Hacking group REvil’s July attack on IT software provider Kaseya spread to an estimated 2,000 public- and private-sector clients around the world, including Leonardtown, Md. Rep. James Comer asked why the FBI waited several weeks before revealing it had secretly obtained decryption keys to unlock infected systems.
Vorndran said that these keys had been developed by criminals, which made the FBI wary that they might also contain malicious code. The agency wanted to take time to thoroughly test the decryption tool to ensure implementing it would not also install backdoors or other vulnerabilities into victims’ systems.
INTERNATIONAL PICTURE
South Carolina’s Ralph Norman also questioned whether the U.S. should take more aggressive actions against Russia for not acting to stop ransomware perpetrators based in its country.
“At what point is this a declaration of war?” Norman said.
Inglis said that no ransomware attacks have yet been attributed to the Russian government, only to hackers based in Russia, which makes it important to present demands and give Russian officials time to respond.

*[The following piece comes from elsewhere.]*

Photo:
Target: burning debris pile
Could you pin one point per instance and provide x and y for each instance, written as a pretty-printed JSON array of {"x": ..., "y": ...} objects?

The White House is first seeing whether it can get change by pushing Russia to crack down on criminals in its borders who target U.S. critical sectors.
The U.S. intends to take “financial and diplomatic action” should this not achieve change, and recent international agreements over cyber norms also then give greater weight to accusations of misbehavior, Inglis said. Strategies underway include efforts to interrupt payments from reaching hackers and collaborations with other nations to arrest alleged perpetrators. Improving the nation’s cyber posture to make U.S. entities a harder target is also essential, he said.
“Defense is equally, if not more, important,” Inglis said.